I would like to define some tasks that can be triggered dependent on messages from a broker (e.g. SQS). These tasks would be able to re-publish messages triggering other tasks.
While this is partially solved solved by libraries like celery/selinon, one extra requirement I have is that I would like to debounce certain expensive tasks.
Here is an example of how I would want to define this:
@task(event_type="Task1")
def task1(message: Dict):
# Queue Task2 to be called
publish({"type": "Task2"})
return inexpensive_operation(message)
@task(event_type="Task2")
def task2(message: Dict):
return inexpensive_operation(message)
@task(event_type="Task3" run_after=["Task1", "Task2"], debounce=1000)

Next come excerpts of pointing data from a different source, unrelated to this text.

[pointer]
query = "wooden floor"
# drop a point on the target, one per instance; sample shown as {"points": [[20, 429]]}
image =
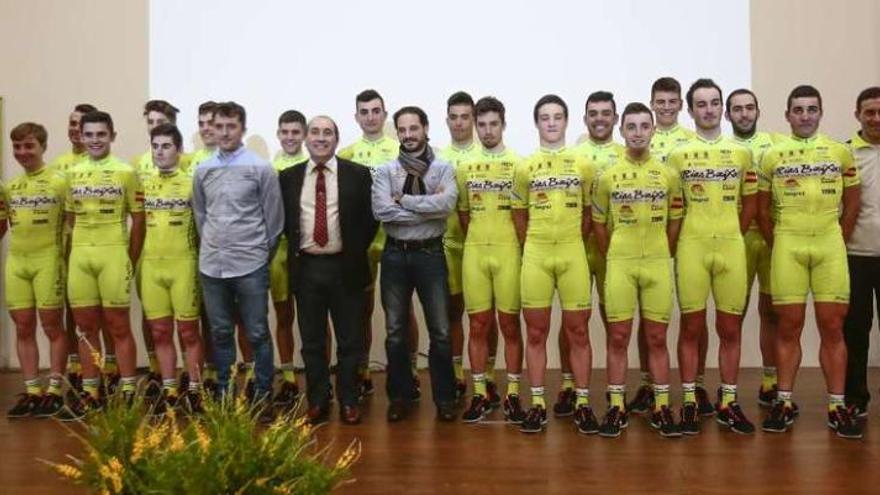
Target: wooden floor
{"points": [[422, 455]]}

def task3(messages: List[Dict]):
return expensive(messages)
In the above code, Task3 runs after either Task1 or Task2 has finished. If Task1 and Task2 get called at the same time, rather than Task3 being called potentially three times, I would instead like Task3 to be called once, but be passed the various messages that triggered its run.
Lastly, these tasks may be called on distributed processes potentially requiring some coordinating DB.
I know I could probably implement my own debouncing consumer using a DB with atomic writes, but this feels like a non-trivial problem with many edge cases.
Are there any libraries that help coordinate these more complex dependency scenarios?